Huffington Post Quebec

It’s Black History Month! As the self-appointed film/television nerd authority for Odyssey’s Ohio City contingent, today I’m going to use this space to tell you why you should be watching a miniseries called Madiba on the Black Entertainment Television channel.

Madiba is a miniseries airing on the BET network in three installments: the first third aired on the 1st of this month, the second will air on the 8th, and the final third will air on the 15th. Laurence Fishburne stars as the late Nelson Mandela, the South African freedom fighter who sacrificed much, including his own freedom, as the most well-known leader of the struggle against the Apartheid system of institutionalized racism which plagued his home country for five decades, before later being elected President. The title is in reference to the Madiba clan, a lineage to which Mandela belonged. “Madiba” was also an honorific used to refer to him personally as a sign of respect. Considering recent events and how fixated we are as a country on the issues of institutionalized racism, discrimination, government overreach and protests against the same both peaceful and otherwise, a fresh look at the life of Nelson Mandela and the cause he fought and suffered for probably could not be any more relevant than at this moment in time.


Madiba is based on both of Mandela’s autobiographies, Conversations with Myself and Nelson Mandela by Himself, and covers a span of approximately fifty years in Mandela’s life, beginning with his early career as a lawyer in his twenties defending South Africans of color suffering under the Apartheid system, his transition to an organizer of peaceful protests under the banner of the African National Congress party, his more radical turn as founder of the much more decidedly militaristic uMkhonto we Sizwe or MK, his arrest, the Rivonia trial, his imprisonment and release, and finally his election as President of South Africa. Special emphasis is also apparently going to be placed on the effect his advocacy and, later, his more extremist tendencies had on his friends and loved ones.

 


Madiba won’t be the first film about the adversities Nelson Mandela overcame throughout the course of his life. Terrence Howard, Idris Elba and Morgan Freeman have all portrayed Madiba on screen, so if you’ve seen at least one other film or documentary about Mandela’s life and are still debating whether to make room on your DVR for one produced by the BET network (which also produced the excellent Roots), let me just remind you that Laurence Fishburne stars in this iteration. While he doesn’t exactly look the part of the late President of South Africa, Fishburne has collected more than enough accolades in his prolific career, including an Academy Award nomination, an Emmy and a Tony, to prove that he has the acting chops to do the role justice. The other important distinction which sets this retelling of Mandela’s life apart from its predecessors is the director Kevin Hooks, the first ethnic South African to direct a biopic about Nelson Mandela. Filming for Madiba also took place on location in South Africa, often at historic sites (including Robbens Island where Mandela was imprisoned) which bore witness to the events being re-enacted for the cameras.

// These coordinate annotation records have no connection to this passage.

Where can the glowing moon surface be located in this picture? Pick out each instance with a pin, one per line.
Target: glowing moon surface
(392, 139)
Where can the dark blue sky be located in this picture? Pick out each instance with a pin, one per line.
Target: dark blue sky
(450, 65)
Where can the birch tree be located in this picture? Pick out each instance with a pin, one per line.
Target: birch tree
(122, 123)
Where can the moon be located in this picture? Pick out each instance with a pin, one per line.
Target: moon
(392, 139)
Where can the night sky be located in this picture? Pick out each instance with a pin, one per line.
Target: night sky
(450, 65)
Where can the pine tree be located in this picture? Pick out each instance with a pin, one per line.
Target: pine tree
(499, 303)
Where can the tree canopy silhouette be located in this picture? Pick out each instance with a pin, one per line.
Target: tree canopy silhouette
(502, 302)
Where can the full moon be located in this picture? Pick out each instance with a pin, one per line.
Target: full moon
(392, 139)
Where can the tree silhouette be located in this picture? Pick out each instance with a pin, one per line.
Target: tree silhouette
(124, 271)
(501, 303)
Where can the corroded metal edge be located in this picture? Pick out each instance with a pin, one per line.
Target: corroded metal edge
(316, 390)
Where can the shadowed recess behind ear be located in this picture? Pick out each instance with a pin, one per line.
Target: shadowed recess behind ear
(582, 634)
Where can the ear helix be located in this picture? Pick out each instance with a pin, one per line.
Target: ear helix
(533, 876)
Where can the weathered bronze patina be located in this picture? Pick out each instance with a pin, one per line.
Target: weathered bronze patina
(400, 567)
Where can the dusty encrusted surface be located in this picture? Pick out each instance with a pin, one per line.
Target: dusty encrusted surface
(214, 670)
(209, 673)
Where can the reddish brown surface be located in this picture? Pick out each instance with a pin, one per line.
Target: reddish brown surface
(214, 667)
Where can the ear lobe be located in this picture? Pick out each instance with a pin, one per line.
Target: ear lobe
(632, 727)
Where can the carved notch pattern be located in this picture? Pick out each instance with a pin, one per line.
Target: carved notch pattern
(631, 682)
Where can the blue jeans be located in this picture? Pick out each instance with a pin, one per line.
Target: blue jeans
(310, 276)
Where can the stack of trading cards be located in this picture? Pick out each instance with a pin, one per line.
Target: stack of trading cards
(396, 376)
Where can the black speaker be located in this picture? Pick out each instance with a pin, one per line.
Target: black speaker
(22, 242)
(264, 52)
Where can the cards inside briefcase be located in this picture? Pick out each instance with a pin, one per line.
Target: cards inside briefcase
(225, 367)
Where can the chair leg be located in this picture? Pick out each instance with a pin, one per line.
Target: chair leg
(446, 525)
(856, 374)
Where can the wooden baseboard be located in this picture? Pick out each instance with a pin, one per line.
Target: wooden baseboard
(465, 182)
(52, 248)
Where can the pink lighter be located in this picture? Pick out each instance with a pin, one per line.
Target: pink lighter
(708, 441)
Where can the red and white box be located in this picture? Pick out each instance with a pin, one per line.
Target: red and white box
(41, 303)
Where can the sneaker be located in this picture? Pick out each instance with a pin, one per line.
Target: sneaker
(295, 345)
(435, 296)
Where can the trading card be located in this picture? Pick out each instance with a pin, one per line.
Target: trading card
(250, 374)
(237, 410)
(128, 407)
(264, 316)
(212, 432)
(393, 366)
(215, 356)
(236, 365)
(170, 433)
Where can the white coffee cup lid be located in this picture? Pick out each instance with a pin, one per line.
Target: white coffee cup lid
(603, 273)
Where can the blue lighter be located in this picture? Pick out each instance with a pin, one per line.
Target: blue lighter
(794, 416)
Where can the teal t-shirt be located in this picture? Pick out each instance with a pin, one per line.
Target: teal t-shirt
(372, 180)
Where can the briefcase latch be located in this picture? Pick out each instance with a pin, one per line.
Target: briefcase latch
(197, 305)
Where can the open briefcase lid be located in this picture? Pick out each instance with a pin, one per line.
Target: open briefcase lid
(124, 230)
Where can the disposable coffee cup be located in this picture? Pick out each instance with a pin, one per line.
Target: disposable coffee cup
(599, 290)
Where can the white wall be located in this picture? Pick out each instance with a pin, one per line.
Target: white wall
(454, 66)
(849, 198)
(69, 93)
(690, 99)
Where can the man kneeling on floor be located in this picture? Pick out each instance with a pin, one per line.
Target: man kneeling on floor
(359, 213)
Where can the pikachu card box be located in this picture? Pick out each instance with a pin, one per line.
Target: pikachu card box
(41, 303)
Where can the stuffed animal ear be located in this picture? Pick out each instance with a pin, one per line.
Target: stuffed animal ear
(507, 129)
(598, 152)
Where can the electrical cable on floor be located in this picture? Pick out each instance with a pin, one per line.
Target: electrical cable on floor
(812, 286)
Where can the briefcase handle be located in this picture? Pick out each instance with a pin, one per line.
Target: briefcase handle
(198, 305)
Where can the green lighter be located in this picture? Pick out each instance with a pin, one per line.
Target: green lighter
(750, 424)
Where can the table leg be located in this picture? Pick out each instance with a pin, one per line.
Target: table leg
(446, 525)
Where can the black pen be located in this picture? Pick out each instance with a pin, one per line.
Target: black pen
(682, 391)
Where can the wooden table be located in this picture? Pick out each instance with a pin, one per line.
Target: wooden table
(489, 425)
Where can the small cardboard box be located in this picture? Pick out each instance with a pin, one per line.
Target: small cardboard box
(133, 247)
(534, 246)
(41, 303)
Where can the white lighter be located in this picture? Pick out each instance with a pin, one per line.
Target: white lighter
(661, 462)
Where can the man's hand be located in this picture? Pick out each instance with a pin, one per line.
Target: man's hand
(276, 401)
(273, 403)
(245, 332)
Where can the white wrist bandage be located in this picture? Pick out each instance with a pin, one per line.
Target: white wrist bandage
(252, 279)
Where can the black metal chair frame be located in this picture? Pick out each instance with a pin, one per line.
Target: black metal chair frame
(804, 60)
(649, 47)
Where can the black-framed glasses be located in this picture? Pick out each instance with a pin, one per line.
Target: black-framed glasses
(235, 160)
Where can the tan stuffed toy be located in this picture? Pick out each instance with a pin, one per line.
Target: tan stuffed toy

I can’t say with absolute certainty that Madiba will be worth your time when the entire six episode run has been broadcast in just under two weeks’ time but the cast (which also includes Orlando Jones, David Harewood, Michael Nyqvist and Terry Pheto) has no shortage of talent, and as I alluded to above, I believe reflecting on Mandela’s life now to be of tremendous importance. Contentious issues regarding race, which have been thrown in to sharp focus at the dawn of the Trump presidency, possess direct historical parallels to Mandela’s own struggles with a system of laws designed to partition South Africans via the ultimately meaningless criterion of skin color and heritage. Remembering not only who Mandela was, but why he spoke out against the injustice of Apartheid as he did, may very well be at least one step in the right direction toward fixing our own divides, and if the first episode is any indication Madiba will be one of the better depictions of that man’s life. Madiba Part Two air on the 8th of February on the BET at eight p.m. Eastern time, with Part Three airing a week later. Part One can be seen on the BET website with a verified cable subscription.